Ольга Мехоношина

Лоб до смерти помнит ямку на яичной кожуре...

***
Прости меня скорей, пока всё чуют ноздри,
И чист кленовый запах на ключах
Не гроз, и не жары, а оттепели поздней.
И бабочка на кукольных плечах.

А раскраснеться вдруг и так остаться рядом,
И ждать, что брызги напоют – пора,
И запускать дожди за самолётом брата,
Где слишком много в воздухе тепла.

Уже протаян взгляд и женская погода
Собаку дразнит палевым пушком.
И в рёбрах ходит кровь простимого народа,
Два озера несёт с колонки в дом.

***
Крыши –  отмели на небе,
Где плывут без вёсел птицы,
Под напором табуреток
Приседают половицы.

Видишь, лучики на пнях -
Это едкие занозы,
Разгораются как розы
На зелёных пятернях;

В закоптелые оконца
Видно всё - с земли до солнца,
Только ангелы с небес
Лучше видят нас и лес.

***
Если ты будешь верить (и плакать, точно),
Это я - твоя дальняя , так, что без имени помнишь,
Ради чего  я  просыпаюсь ночью?
Резкий мой берег распластан прилюдным прибоем.

Вечер теряет свои черновые кромки,  
Вынырнув с запада,  дымом из чайной воронки.
Не оставляй мне себя, насовсем, если сможешь, -  
Сотни причин.
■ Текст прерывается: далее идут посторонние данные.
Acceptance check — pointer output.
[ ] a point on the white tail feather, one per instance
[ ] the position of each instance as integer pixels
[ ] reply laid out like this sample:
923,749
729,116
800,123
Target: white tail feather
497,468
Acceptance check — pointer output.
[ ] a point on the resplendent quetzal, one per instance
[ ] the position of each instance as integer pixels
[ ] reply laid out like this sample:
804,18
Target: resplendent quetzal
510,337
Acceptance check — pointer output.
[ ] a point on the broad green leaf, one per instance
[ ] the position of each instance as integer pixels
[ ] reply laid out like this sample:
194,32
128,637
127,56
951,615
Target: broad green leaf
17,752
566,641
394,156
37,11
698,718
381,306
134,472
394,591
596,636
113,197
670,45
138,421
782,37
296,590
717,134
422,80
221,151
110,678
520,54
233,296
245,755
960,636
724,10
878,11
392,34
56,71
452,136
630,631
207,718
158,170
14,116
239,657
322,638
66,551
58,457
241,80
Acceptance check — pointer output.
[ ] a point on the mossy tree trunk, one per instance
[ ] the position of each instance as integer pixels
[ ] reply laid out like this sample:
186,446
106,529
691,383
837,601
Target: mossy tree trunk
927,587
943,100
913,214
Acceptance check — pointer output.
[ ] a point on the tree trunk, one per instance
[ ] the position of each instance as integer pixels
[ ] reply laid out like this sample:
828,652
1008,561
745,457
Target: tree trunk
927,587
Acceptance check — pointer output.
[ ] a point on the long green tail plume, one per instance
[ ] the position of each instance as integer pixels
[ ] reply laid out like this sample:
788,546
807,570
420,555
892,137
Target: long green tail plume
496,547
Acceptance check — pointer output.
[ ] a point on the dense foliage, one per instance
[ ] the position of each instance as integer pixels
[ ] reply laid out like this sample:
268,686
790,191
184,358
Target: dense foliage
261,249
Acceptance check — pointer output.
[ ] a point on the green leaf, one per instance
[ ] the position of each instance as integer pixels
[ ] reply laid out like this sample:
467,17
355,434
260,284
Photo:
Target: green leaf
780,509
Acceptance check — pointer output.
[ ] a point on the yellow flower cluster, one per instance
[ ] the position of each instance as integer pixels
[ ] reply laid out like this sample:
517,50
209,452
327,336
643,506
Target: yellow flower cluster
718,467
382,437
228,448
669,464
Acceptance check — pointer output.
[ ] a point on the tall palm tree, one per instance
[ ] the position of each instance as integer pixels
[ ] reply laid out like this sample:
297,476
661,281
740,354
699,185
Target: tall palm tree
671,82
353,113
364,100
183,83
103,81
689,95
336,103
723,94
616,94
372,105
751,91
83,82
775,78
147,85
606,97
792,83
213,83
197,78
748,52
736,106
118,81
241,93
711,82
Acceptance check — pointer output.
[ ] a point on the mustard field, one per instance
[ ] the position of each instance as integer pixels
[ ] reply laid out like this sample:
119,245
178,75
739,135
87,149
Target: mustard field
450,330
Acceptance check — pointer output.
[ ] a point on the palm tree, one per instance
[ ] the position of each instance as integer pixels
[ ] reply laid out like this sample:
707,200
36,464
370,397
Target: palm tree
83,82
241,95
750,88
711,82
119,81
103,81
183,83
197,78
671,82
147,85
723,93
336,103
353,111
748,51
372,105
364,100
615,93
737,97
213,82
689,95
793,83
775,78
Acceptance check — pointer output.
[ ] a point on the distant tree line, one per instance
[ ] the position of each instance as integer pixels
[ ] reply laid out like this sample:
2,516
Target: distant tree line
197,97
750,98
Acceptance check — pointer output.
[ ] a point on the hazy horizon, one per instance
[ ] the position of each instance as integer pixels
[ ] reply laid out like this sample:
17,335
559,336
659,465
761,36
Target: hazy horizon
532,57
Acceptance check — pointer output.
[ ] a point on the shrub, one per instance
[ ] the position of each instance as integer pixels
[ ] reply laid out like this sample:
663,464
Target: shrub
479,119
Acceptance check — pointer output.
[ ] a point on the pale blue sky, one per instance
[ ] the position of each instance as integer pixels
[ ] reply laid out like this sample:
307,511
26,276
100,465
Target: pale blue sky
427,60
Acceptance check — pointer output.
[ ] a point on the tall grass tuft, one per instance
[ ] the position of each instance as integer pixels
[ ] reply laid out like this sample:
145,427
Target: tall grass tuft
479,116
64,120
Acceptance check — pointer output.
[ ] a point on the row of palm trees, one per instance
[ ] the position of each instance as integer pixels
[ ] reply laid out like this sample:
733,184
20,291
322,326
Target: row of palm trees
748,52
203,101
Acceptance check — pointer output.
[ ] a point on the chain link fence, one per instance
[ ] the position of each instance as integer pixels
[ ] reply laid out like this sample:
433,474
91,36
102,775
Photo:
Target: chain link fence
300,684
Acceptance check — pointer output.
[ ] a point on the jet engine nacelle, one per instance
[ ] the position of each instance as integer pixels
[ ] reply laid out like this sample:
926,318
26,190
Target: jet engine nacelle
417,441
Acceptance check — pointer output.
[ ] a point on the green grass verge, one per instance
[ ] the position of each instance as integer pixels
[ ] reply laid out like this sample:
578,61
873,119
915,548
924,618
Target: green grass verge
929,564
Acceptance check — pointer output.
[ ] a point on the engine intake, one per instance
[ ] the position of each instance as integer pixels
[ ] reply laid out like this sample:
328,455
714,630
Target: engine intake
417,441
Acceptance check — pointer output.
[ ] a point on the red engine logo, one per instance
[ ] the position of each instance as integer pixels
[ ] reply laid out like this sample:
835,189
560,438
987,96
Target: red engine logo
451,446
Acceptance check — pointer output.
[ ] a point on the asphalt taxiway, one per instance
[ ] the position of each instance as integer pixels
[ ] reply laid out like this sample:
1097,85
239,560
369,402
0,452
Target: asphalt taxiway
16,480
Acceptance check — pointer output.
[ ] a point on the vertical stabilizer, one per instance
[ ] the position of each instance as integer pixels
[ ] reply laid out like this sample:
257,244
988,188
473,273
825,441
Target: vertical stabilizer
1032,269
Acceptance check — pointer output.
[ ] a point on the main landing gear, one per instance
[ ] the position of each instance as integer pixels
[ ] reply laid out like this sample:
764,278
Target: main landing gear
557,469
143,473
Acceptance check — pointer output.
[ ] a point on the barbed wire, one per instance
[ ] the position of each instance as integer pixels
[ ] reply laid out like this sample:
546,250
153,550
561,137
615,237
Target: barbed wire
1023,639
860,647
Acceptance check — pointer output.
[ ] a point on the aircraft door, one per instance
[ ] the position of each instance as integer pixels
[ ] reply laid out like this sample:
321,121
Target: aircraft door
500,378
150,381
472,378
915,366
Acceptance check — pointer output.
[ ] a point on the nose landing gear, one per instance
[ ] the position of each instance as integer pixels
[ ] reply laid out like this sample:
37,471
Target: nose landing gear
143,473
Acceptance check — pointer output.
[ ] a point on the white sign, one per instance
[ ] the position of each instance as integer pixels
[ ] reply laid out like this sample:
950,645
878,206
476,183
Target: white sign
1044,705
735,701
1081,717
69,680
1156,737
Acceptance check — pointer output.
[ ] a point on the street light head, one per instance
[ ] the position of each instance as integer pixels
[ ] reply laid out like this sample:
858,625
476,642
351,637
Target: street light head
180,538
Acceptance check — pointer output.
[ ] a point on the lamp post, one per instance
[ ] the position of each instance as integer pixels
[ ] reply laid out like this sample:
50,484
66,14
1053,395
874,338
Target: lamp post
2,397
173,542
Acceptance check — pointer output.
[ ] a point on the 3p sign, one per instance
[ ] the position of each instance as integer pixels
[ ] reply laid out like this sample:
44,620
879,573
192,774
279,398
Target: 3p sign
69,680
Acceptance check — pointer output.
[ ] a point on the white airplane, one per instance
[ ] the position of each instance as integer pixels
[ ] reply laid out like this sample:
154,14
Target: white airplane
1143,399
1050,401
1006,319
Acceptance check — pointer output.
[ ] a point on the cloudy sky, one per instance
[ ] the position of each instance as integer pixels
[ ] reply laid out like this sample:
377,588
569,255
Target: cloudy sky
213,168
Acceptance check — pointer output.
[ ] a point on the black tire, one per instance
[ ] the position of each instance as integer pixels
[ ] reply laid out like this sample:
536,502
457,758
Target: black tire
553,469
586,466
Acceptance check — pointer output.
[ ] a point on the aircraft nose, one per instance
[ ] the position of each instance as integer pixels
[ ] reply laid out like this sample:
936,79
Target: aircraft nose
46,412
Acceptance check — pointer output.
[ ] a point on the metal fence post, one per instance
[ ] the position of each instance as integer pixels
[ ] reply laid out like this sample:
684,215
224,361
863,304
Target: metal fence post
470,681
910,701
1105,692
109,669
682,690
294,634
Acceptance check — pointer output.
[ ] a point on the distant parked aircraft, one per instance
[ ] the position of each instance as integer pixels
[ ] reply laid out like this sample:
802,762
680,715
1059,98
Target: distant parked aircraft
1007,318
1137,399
Я тебе не забуду  тоже.

Тонко дрожит на диске хриплый алмаз иголки,
Перепевает жизнь от лица собаки,
Белого поля, которое даже волки
Запоминают исчерканной мелко бумагой;

Шахматной тканью, семантикой сантиметров,
Пальцы гроссмейстер вымазал  в чём-то ясном.
Глаза бы глядели, глядели, слезясь от ветра,
Единственный мой, последняя ревность напрасна.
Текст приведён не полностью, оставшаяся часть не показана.